Updated on 2023-10-13 GMT+08:00

Managing Visualization Jobs

You can create visualization jobs of TensorBoard and MindInsight types on ModelArts.

TensorBoard and MindInsight can effectively display the change trend of a training job and the data used in the training.

  • TensorBoard

    TensorBoard effectively displays the computational graph of TensorFlow in the running process, the trend of all metrics in time, and the data used in the training. TensorBoard supports only the training jobs based on the TensorFlow or MXNet engine. For more information about TensorBoard, see TensorBoard official website.

  • MindInsight

    MindInsight visualizes information such as scalars, images, computational graphs, and model hyperparameters during training. It also provides functions such as training dashboard, model lineage, data lineage, and performance debugging, helping you train and debug models efficiently. MindInsight supports only the training jobs based on the MindSpore engine. For more information about MindInsight, see MindSpore official website.

You can use the summary file generated during model training to create a visualization job.

Prerequisites

To ensure that the summary file is generated in the training result, add the related code to the training script.

  • Using the TensorFlow engine:

    When using the TensorFlow-based MoXing, in mox.run, set save_summary_steps>0 and summary_verbosity≥1.

    If you want to display other metrics, add tensors to log_info in the return value mox.ModelSpec of model_fn. Only the rank-0 tensors (scalars) are supported. The added tensors are written into the summary file. If you want to write tensors of higher ranks in the summary file, use the native tf.summary of TensorFlow in model_fn.

  • Using the MindSpore engine:

    MindSpore allows you to save data to the summary log file and display the data on the GUI. For details, see Collecting Summary Record.

  • Using the MXNet engine:

    Add the following code to the script:

    batch_end_callbacks.append(mx.contrib.tensorboard.LogMetricsCallback('OBS path'))

Precautions

  • You will be charged as long as your visualization jobs are in the Running status. We recommend you to stop the visualization jobs when you no longer need them to prevent unnecessary fees. Visualization jobs can be automatically stopped at the specified time. To prevent unnecessary fees, enable this function.
  • By default, CPU resources are used to run visualization jobs and cannot be changed to other resources.
  • The OBS directory you use and ModelArts are in the same region.

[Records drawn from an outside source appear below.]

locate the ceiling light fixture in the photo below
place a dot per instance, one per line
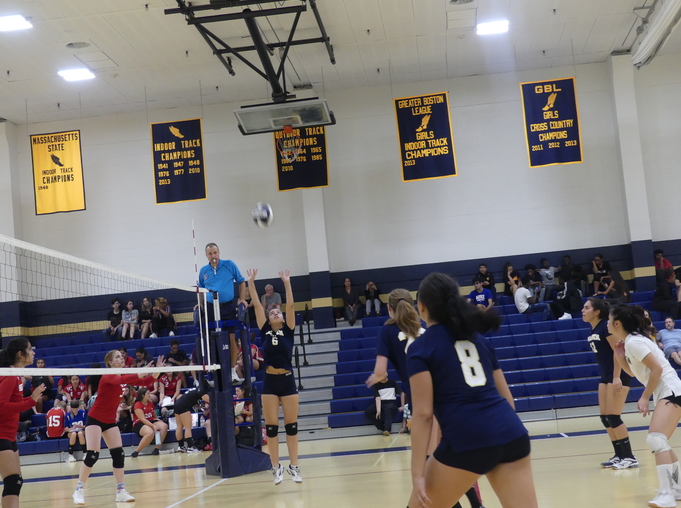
(493, 27)
(76, 74)
(14, 22)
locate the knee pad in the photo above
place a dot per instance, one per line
(117, 457)
(657, 442)
(291, 429)
(615, 421)
(91, 458)
(13, 485)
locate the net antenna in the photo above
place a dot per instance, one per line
(289, 144)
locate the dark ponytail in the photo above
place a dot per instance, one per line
(440, 294)
(8, 356)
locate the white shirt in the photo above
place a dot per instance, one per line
(520, 297)
(636, 348)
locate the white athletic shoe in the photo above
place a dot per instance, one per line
(278, 473)
(664, 499)
(79, 497)
(123, 496)
(294, 471)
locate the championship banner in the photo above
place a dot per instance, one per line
(551, 122)
(425, 135)
(57, 172)
(179, 171)
(301, 158)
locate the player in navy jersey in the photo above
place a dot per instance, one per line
(455, 377)
(613, 386)
(279, 385)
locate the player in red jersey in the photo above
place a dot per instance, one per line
(18, 354)
(101, 423)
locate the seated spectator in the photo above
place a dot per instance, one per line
(145, 317)
(130, 320)
(270, 300)
(511, 279)
(56, 420)
(145, 423)
(481, 297)
(75, 390)
(372, 293)
(114, 318)
(661, 263)
(549, 280)
(163, 318)
(37, 380)
(670, 341)
(487, 279)
(351, 302)
(601, 270)
(663, 299)
(75, 427)
(526, 303)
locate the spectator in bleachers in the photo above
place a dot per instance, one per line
(661, 263)
(487, 279)
(511, 279)
(670, 341)
(373, 300)
(481, 297)
(526, 302)
(601, 270)
(549, 279)
(270, 300)
(114, 317)
(351, 302)
(663, 299)
(38, 380)
(145, 423)
(130, 320)
(163, 318)
(75, 427)
(146, 314)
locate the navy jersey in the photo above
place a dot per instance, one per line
(277, 347)
(599, 344)
(471, 412)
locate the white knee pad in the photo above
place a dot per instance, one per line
(657, 442)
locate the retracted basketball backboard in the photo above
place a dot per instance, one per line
(264, 118)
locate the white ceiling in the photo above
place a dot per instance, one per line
(144, 59)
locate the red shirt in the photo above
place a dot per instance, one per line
(55, 422)
(149, 412)
(110, 392)
(12, 402)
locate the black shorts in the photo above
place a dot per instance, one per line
(103, 426)
(483, 460)
(280, 385)
(6, 444)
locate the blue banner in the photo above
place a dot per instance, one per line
(425, 135)
(179, 172)
(551, 122)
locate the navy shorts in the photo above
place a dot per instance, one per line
(280, 385)
(483, 460)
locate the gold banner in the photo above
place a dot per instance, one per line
(57, 172)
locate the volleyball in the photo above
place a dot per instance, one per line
(262, 215)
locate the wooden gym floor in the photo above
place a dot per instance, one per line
(371, 471)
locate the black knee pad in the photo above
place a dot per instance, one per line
(91, 458)
(615, 421)
(13, 485)
(117, 457)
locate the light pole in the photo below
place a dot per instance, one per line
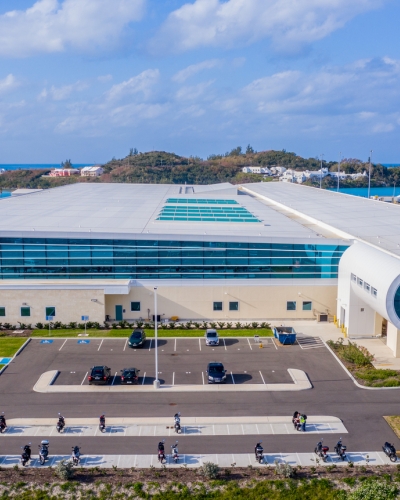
(320, 177)
(369, 175)
(156, 381)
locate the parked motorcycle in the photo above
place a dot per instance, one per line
(3, 424)
(26, 454)
(76, 455)
(390, 451)
(43, 451)
(177, 425)
(102, 423)
(174, 452)
(340, 449)
(61, 423)
(321, 451)
(161, 452)
(259, 453)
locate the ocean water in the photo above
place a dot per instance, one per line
(381, 191)
(31, 166)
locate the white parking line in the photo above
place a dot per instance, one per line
(63, 345)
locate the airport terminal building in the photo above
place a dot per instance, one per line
(265, 251)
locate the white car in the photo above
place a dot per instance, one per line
(211, 336)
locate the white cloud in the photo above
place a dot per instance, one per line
(8, 83)
(291, 24)
(182, 75)
(55, 25)
(140, 83)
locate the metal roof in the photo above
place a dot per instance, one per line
(374, 222)
(100, 210)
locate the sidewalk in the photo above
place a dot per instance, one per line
(328, 331)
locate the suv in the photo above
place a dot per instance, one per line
(211, 336)
(216, 373)
(137, 338)
(129, 376)
(99, 375)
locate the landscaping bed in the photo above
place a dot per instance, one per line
(306, 483)
(358, 360)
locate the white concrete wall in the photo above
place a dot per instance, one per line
(255, 302)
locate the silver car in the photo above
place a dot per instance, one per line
(211, 336)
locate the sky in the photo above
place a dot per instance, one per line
(90, 79)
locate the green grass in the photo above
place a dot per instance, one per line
(124, 332)
(10, 345)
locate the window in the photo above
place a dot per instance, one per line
(50, 311)
(25, 311)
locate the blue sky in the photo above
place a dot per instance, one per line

Creating a Visualization Job

  1. Log in to the ModelArts management console. In the left navigation pane, choose Training Jobs. On the displayed page, click the Visualization Jobs tab.
  2. In the upper left corner of the visualization job list, click Create to switch to the Create Visualization Job page.
  3. Set Billing Mode to Pay-per-use and Job Type to TensorBoard and MindInsight. Enter the visualization job name and description as required, set the Training Output Path and Auto Stop parameters.
    • Training Output Path: Select the training output path specified when the training job is created.
    • Auto Stop: Enable or disable the auto stop function. A running visualization job will be billed. To prevent unnecessary fees, enable the auto stop function to automatically stop the visualization job at the specified time. The options are 1 hour later, 2 hours later, 4 hours later, 6 hours later, and Custom. If you select Custom, you can enter any integer within 1 to 24 hours in the text box on the right.
    Figure 1 Creating a visualization job
  4. Click Next.
  5. After confirming the specifications, click Next.

    In the visualization job list, when the status changes to Running, the virtualization job has been created. You can click the name of the visualization job to view its details.

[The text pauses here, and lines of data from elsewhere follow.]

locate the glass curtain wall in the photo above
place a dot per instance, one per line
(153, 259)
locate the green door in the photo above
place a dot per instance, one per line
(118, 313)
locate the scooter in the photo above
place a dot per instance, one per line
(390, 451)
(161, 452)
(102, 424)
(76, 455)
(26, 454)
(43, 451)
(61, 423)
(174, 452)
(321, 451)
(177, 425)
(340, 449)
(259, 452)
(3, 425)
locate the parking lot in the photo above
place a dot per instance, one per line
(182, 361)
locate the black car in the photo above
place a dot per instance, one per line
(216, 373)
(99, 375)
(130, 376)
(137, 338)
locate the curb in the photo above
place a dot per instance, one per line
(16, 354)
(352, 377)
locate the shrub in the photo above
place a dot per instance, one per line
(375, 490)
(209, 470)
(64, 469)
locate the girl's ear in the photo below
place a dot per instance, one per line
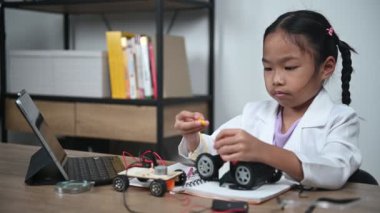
(328, 67)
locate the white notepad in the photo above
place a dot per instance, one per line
(211, 189)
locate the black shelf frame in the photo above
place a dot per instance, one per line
(72, 7)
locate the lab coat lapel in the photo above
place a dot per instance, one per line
(316, 115)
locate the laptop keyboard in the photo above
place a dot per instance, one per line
(101, 170)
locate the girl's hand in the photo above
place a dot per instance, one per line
(190, 124)
(238, 145)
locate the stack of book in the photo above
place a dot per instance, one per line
(133, 71)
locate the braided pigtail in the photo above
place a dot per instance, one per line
(347, 69)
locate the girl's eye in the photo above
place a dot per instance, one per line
(290, 68)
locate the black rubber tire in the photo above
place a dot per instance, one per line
(158, 188)
(120, 183)
(181, 179)
(244, 175)
(208, 166)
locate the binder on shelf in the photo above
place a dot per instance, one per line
(133, 71)
(116, 61)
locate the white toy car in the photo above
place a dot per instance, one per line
(162, 179)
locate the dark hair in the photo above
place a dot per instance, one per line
(315, 29)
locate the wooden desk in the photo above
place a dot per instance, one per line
(15, 196)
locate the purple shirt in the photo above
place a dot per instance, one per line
(279, 138)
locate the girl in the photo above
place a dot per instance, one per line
(301, 132)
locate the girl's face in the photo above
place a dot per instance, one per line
(289, 72)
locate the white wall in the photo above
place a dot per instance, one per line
(238, 69)
(239, 78)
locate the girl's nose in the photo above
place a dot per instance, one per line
(278, 78)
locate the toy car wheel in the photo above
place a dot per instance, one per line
(208, 166)
(276, 176)
(120, 183)
(244, 176)
(158, 188)
(142, 179)
(180, 179)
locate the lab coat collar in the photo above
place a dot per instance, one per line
(316, 115)
(319, 110)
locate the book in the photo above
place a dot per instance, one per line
(131, 69)
(153, 68)
(139, 67)
(145, 66)
(211, 189)
(126, 68)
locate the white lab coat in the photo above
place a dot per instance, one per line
(325, 140)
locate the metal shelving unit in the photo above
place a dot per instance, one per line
(73, 7)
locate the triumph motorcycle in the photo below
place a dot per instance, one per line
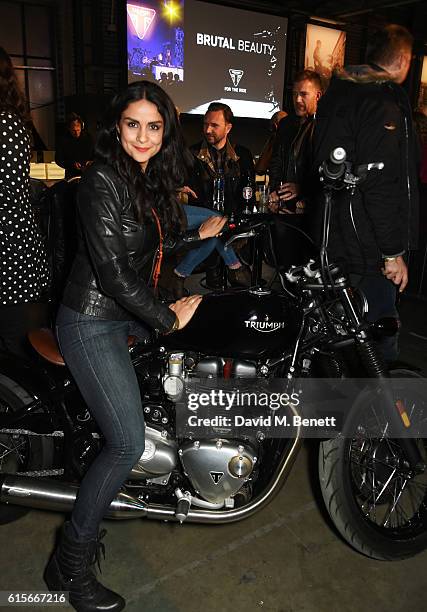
(374, 486)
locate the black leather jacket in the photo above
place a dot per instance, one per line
(115, 254)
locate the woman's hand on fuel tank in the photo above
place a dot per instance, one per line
(212, 227)
(185, 308)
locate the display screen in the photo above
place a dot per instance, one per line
(202, 52)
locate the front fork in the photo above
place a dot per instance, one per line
(376, 367)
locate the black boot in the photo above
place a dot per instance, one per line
(214, 278)
(70, 570)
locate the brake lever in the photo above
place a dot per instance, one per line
(248, 234)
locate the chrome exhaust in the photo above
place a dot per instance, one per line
(45, 494)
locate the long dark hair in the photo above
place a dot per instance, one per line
(157, 187)
(11, 97)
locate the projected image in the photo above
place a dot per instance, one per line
(155, 41)
(238, 57)
(231, 55)
(324, 50)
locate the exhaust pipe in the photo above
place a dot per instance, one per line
(45, 494)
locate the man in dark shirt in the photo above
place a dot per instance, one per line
(216, 155)
(293, 133)
(75, 149)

Opening a Visualization Job

In the visualization job list, click the name of the target visualization job. The page is displayed. Only the visualization job in the Running status can be opened.

Figure 2 TensorBoard page
Figure 3 MindInsight GUI

Running or Stopping a Visualization Job

  • Stopping a visualization job: Stop a running visualization job when it is no longer needed to stop billing. In the visualization job list, click Stop in the Operation column to stop the visualization job.
  • Running a visualization job: You can run and use a visualization job in the Canceled status again. In the visualization job list, click Run in the Operation column to run the visualization job.

Deleting a Visualization Job

If your visualization job is no longer used, you can delete it to release resources. In the visualization job list, click Delete in the Operation column to delete the visualization job.

A deleted visualized job cannot be recovered. Create a new visualization job if you want to use it. Exercise caution when performing this operation.